Surat yang ditujukan kepada seluruh perangkat daerah ini merupakan tindak lanjut dari pengadaan PPPK Paruh Waktu Tahun 2025, mengacu pada Keputusan Menteri PANRB Nomor 16 Tahun 2025.
“PPPK Paruh Waktu adalah ASN yang diangkat berdasarkan perjanjian kerja secara paruh waktu, dengan upah disesuaikan ketersediaan anggaran pemerintah. Untuk itu, kami mohon perangkat daerah segera memvalidasi data calon PPPK Paruh Waktu dan mengisi format yang telah disediakan,” ujar Kepala BKPSDM Kota Depok, Rahman Pujiarto, Kamis (7/8/2025).
Rahman menegaskan, meskipun data calon PPPK sudah tercatat di Badan Kepegawaian Negara (BKN), verifikasi ulang tetap diperlukan. Data awal PKTT yang dikumpulkan BKPSDM pada Januari 2025 mencapai 9.554 orang, namun sebagian di antaranya sudah tidak aktif atau bahkan telah meninggal dunia.
“Yang paling tahu kondisi pegawai tentu perangkat daerah masing-masing. Karena itu, pendataan ulang harus teliti,” tegasnya.

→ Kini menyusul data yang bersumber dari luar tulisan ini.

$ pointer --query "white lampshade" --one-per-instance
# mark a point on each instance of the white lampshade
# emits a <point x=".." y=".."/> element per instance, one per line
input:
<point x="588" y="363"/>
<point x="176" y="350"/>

Ia menambahkan, pegawai honorer yang pernah mengikuti seleksi PPPK namun belum lolos kini berkesempatan diangkat sebagai PPPK Paruh Waktu jika memenuhi kriteria dan persyaratan. Data yang dikirim harus dilengkapi scan ijazah terakhir dan format Excel yang diunggah melalui Google Drive masing-masing instansi.

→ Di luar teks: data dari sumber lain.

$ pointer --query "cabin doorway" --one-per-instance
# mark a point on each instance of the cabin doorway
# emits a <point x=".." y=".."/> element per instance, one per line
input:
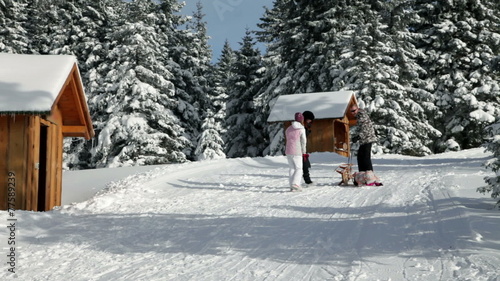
<point x="42" y="168"/>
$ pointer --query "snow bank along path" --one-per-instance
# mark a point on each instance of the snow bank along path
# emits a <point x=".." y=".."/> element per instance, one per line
<point x="235" y="220"/>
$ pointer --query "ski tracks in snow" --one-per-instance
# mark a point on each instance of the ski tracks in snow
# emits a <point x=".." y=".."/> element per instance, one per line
<point x="235" y="219"/>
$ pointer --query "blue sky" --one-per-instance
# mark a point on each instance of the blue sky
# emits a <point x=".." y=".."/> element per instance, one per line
<point x="228" y="19"/>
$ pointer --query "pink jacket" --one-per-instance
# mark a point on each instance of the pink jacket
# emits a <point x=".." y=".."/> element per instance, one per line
<point x="295" y="139"/>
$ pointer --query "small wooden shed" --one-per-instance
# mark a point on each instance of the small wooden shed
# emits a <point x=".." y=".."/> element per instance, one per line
<point x="41" y="101"/>
<point x="330" y="130"/>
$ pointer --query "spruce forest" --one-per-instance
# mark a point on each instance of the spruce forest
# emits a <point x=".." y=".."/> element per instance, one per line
<point x="427" y="71"/>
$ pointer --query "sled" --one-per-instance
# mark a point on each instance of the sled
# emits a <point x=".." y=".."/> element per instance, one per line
<point x="345" y="170"/>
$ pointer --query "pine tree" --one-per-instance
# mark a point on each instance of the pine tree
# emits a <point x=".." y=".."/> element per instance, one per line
<point x="244" y="136"/>
<point x="461" y="47"/>
<point x="350" y="45"/>
<point x="139" y="126"/>
<point x="95" y="21"/>
<point x="13" y="37"/>
<point x="209" y="144"/>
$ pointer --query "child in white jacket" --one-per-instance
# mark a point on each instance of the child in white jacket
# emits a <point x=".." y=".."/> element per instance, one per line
<point x="295" y="147"/>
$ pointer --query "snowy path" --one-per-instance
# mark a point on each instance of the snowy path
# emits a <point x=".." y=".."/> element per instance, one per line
<point x="234" y="220"/>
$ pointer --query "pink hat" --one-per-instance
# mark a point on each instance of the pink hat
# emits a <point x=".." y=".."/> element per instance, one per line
<point x="299" y="117"/>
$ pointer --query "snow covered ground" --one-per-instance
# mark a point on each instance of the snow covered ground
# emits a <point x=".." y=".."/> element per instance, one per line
<point x="234" y="219"/>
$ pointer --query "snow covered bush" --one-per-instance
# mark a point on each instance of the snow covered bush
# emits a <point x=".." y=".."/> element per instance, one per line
<point x="493" y="182"/>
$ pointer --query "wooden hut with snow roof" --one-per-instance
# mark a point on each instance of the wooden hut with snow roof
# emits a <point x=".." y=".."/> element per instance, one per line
<point x="332" y="118"/>
<point x="41" y="101"/>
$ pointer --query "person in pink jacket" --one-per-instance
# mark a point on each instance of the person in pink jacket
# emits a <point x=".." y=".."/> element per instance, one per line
<point x="295" y="147"/>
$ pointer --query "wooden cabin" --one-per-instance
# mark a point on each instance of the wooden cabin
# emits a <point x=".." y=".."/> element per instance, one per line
<point x="330" y="129"/>
<point x="41" y="101"/>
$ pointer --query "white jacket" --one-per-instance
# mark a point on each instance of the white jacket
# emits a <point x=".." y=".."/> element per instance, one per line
<point x="295" y="139"/>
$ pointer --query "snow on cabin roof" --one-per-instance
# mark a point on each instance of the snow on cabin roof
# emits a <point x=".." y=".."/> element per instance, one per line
<point x="31" y="83"/>
<point x="324" y="105"/>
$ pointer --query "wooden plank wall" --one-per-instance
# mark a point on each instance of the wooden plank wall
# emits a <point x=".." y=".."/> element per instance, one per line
<point x="13" y="155"/>
<point x="19" y="153"/>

Batas pengumpulan data ditetapkan 15 Agustus 2025, sementara proses validasi diharapkan selesai sebelum Desember 2025 agar penetapan formasi dan pengangkatan calon PPPK Paruh Waktu dapat segera dilakukan.
Daftar penerima surat permohonan validasi meliputi 39 instansi di Kota Depok, di antaranya Badan Keuangan Daerah, Dinas Pendidikan, Dinas Kesehatan, Dinas Sosial, Diskominfo, seluruh kecamatan, rumah sakit daerah, hingga Sekretariat DPRD.